The lead story of my Saturday Times print edition here in Boston carried the subheadline, "Conservatives Viewed the House Speaker as Not Anti-Government Enough." By later editions, the subheadline had changed to "Surprise Announcement May Help Avert Another Government Shutdown."
The editor who killed the early subheadline displayed some good judgment in improving it. Alas, that judgment did not extend to editing the rest of the news article about the resignation of Speaker Boehner. It reported, "His downfall again highlighted the sinewy power of a Republican Party faction whose anthem is often to oppose government action....With antigovernment fervor helping to prompt Mr. Boehner's decision, several candidates for the Republican presidential nomination were quick to try to capitalize on the animus."
What are these people talking about with the "antigovernment" language or "oppose government action." These Republicans are some of the same ones who want to build a fence along the Southern border and deploy more border patrol personnel there, use the government's power to ban abortion and stem cell research and flag burning, invade Iraq and Afghanistan, and collect cellphone data for antiterrorism purposes. The Times just doesn't get it. The House Republicans aren't anarchists or rebels.
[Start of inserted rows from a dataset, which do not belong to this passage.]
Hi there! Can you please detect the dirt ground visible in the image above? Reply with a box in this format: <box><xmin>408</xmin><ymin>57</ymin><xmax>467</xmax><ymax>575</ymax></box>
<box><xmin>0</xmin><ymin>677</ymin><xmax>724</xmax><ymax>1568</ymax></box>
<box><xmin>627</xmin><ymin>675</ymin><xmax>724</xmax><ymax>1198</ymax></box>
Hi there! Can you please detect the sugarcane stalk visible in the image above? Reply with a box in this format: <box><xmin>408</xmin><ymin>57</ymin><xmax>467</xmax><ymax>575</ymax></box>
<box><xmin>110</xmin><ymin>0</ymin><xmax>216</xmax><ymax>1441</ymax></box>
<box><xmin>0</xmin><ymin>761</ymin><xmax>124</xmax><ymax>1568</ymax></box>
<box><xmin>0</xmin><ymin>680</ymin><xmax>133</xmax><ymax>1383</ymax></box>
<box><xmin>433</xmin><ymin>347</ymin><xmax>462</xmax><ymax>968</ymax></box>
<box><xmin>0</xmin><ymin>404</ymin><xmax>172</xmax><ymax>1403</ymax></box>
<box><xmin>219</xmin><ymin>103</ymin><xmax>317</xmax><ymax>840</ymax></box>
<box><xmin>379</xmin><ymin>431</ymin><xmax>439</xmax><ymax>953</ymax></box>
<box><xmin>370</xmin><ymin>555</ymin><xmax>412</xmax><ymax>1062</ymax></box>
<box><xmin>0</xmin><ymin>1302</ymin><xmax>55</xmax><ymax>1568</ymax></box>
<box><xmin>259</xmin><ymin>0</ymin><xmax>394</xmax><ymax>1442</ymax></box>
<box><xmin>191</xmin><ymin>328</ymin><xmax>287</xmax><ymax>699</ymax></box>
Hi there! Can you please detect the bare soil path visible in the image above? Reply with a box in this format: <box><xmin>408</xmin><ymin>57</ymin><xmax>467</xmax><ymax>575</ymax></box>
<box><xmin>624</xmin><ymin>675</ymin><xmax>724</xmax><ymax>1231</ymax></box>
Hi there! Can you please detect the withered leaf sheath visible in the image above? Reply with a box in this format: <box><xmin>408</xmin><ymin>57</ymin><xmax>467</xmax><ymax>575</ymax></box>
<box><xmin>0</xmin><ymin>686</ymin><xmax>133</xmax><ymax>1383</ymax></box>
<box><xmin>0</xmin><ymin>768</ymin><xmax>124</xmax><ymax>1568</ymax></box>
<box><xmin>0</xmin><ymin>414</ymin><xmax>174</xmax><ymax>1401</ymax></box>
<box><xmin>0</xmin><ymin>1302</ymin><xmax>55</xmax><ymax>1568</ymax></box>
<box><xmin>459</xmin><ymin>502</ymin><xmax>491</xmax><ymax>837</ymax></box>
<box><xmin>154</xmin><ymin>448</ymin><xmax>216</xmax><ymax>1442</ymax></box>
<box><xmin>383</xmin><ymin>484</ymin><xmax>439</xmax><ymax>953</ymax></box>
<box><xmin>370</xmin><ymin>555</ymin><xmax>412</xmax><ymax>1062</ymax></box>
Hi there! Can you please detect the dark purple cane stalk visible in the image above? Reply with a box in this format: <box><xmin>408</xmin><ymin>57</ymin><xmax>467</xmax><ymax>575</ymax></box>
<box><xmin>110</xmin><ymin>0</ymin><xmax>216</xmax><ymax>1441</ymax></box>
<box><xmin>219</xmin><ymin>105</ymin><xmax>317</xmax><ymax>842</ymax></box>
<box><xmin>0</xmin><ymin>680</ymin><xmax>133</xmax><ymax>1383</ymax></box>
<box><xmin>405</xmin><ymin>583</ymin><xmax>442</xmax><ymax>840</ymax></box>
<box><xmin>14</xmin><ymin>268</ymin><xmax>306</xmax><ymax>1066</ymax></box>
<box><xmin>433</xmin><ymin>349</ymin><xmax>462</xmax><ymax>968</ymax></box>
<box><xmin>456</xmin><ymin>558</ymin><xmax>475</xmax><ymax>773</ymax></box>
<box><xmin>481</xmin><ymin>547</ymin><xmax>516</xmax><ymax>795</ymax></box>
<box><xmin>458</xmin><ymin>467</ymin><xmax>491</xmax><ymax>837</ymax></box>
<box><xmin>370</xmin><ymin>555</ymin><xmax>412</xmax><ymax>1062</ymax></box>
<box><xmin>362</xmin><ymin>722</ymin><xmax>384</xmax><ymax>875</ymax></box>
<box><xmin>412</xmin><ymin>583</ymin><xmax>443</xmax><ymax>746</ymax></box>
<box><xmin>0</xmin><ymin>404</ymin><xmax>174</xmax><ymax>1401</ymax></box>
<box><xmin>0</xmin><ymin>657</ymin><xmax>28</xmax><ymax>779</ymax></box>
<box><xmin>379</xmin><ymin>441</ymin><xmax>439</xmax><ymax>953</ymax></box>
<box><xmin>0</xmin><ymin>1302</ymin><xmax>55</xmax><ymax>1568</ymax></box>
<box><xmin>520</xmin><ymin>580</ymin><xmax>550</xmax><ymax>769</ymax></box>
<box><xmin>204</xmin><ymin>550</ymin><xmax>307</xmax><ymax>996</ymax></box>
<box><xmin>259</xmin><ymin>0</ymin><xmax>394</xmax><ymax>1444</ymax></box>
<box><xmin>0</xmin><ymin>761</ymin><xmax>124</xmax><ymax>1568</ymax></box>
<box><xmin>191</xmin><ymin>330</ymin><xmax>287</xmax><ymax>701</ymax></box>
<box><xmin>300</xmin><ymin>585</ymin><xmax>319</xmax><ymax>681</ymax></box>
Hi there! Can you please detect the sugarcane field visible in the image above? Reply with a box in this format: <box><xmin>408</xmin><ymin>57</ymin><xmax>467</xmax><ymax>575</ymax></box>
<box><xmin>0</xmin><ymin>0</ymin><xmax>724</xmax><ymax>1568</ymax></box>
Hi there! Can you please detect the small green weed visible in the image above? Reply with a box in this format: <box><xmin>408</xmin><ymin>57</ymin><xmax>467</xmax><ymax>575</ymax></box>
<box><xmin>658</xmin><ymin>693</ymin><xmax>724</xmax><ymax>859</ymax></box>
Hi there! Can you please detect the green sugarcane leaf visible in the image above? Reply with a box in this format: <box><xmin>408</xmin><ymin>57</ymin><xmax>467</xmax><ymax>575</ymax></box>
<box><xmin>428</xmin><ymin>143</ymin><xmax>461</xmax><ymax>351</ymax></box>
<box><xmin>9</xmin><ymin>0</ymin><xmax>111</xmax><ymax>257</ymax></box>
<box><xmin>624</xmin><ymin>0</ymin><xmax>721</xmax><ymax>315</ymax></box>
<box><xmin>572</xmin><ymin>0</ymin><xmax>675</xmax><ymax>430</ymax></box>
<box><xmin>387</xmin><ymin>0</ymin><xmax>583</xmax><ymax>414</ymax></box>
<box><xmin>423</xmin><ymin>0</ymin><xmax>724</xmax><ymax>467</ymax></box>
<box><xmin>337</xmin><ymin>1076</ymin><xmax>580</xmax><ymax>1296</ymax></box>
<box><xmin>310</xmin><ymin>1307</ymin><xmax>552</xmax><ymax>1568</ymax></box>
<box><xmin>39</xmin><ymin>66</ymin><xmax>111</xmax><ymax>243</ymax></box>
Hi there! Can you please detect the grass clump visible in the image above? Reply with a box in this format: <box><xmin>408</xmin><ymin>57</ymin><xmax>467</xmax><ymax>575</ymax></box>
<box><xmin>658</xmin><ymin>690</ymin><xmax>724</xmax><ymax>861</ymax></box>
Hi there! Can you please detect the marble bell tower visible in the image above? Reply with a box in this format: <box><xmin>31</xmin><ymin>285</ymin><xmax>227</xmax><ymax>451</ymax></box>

They aren't even anti-government. They are vehemently anti-Obama. But in the American system, the president is not the same as the government. The House of Representatives is also part of the government.
I don't expect the Times to agree with the House Republican critics of Boehner. But as the editor who fixed the subhead (but not the rest of the story) realized, the Times does have a responsibility to describe their views accurately rather than caricature them inaccurately as something that they are not, i.e., "antigovernment."